My spiritual director advises that when I have doubts, or question an article of faith, until I am certain of my position, then I should just follow the Church's teachings. This has always given me an uneasy feeling. Then recently I read in chapter 15 of Merton's New Seeds of Contemplation, edited by Sue Monk Kidd, that the definition of "faith" has the word doubt in it. IOW, "faith" includes doubt. It is necessary to have doubt to say that you have "faith." Let me quote exactly:

You cannot be a man of faith unless you know how to doubt...Faith is a
decision, a judgment that is fully and deliberately taken in the light of a truth
that cannot be proven.

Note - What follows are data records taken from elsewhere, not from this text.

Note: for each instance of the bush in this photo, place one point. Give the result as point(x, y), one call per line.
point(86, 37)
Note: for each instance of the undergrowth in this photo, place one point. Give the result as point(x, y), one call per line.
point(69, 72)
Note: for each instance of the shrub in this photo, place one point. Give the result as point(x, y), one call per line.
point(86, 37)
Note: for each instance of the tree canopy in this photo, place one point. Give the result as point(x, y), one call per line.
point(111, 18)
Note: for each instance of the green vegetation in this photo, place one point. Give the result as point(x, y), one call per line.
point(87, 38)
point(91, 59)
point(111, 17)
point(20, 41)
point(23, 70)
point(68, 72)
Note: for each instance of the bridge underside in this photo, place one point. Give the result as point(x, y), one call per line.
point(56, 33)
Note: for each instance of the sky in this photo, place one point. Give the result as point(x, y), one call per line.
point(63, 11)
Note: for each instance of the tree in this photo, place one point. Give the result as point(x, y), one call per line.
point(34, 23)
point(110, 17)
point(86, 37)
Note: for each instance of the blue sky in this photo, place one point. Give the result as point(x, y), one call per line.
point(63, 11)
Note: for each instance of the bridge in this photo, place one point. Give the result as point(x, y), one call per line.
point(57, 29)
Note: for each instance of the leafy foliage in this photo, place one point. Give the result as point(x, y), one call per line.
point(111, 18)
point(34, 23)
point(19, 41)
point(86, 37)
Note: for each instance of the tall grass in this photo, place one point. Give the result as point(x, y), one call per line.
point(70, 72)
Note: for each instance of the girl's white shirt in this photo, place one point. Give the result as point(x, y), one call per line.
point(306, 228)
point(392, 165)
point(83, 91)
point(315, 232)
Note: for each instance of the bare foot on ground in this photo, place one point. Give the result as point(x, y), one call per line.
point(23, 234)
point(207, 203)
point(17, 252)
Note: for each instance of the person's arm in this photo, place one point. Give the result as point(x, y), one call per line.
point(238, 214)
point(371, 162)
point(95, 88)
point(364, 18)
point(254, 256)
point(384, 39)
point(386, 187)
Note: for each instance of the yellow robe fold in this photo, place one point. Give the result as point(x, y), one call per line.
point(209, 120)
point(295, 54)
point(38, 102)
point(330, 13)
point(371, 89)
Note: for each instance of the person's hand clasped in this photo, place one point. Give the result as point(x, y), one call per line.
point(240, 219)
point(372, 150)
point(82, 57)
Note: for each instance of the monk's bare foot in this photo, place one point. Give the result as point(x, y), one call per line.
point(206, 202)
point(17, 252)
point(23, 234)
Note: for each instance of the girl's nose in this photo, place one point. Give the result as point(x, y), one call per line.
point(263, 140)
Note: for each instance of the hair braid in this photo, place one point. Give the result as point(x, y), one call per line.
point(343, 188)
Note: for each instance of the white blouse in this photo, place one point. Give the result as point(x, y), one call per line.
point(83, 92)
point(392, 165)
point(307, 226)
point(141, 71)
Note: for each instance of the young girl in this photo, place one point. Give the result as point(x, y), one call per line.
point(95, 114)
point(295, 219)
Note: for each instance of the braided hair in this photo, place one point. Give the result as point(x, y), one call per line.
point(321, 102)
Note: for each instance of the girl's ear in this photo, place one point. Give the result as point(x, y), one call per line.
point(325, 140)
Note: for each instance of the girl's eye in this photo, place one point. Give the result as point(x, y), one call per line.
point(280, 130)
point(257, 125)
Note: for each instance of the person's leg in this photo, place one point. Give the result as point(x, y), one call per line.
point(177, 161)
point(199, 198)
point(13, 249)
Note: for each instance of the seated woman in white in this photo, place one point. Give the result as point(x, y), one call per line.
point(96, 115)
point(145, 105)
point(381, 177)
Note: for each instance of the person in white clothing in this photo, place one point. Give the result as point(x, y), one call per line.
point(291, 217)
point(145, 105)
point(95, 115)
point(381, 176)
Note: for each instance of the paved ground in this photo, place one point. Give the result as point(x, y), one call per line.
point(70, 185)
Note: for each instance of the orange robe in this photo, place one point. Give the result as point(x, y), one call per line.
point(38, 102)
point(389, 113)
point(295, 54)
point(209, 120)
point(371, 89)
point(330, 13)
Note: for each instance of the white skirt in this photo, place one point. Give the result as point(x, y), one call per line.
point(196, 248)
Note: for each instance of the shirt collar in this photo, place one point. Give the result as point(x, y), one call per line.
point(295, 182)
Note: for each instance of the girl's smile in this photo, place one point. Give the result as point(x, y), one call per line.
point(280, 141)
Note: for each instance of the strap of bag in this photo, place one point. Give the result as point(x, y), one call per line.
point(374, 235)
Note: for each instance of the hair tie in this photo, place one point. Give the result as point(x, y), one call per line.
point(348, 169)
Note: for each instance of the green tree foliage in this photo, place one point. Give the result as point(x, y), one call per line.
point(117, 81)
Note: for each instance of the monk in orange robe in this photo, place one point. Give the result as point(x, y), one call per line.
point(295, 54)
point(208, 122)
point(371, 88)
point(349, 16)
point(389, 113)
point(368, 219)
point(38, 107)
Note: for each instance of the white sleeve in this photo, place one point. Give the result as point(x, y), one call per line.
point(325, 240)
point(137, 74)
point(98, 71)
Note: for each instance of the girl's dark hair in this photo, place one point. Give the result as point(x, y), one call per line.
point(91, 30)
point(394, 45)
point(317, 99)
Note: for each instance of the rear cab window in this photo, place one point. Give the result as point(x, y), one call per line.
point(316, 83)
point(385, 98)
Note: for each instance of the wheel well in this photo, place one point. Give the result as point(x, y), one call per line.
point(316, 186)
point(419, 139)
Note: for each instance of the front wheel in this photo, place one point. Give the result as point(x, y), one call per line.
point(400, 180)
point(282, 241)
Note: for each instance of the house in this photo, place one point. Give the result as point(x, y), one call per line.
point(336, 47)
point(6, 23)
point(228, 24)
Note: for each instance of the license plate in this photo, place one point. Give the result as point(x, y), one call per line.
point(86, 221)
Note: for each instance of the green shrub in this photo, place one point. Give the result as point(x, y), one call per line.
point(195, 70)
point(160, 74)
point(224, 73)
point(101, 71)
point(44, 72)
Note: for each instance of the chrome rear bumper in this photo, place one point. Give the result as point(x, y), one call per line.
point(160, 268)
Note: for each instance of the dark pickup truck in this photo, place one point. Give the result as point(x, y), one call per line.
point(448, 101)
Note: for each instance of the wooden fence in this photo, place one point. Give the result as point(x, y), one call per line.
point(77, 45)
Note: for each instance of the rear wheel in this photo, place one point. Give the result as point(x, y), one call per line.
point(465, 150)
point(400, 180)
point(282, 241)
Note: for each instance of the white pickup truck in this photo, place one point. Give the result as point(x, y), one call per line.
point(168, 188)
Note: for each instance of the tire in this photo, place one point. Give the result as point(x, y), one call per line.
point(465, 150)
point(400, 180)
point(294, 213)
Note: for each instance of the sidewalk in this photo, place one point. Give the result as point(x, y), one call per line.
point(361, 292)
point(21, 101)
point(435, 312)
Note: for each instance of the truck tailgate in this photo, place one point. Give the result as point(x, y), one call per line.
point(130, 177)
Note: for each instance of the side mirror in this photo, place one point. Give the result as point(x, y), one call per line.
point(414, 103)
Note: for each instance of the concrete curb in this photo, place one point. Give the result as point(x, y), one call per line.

It is not merely the acceptance of a decision that has been made by somebody else.
A "FAITH" that merely confirms us in opinionatedness and
self-complacency may well be an expression of theological doubt. True faith is never merely a source of spiritual comfort. It may bring peace, but before it does so it
must involveus in struggle. a "faith" that avoids this struggle is really a temptation
against true faith.

Well! Well said, and just what I needed. I still have questions and doubts, but I don't want to. So I consciously choose to believe. This is "FAITH."

And according to Merton, the best kind of "faith."

It always bothered me that I had these doubts and also the name, Faith. It didn't seem right. I even felt hypocritical. But now, I'm proud of my doubts. To me, it proves that since I deliberately have chosen to believe, in spite of the doubts, that indeed, I do have faith.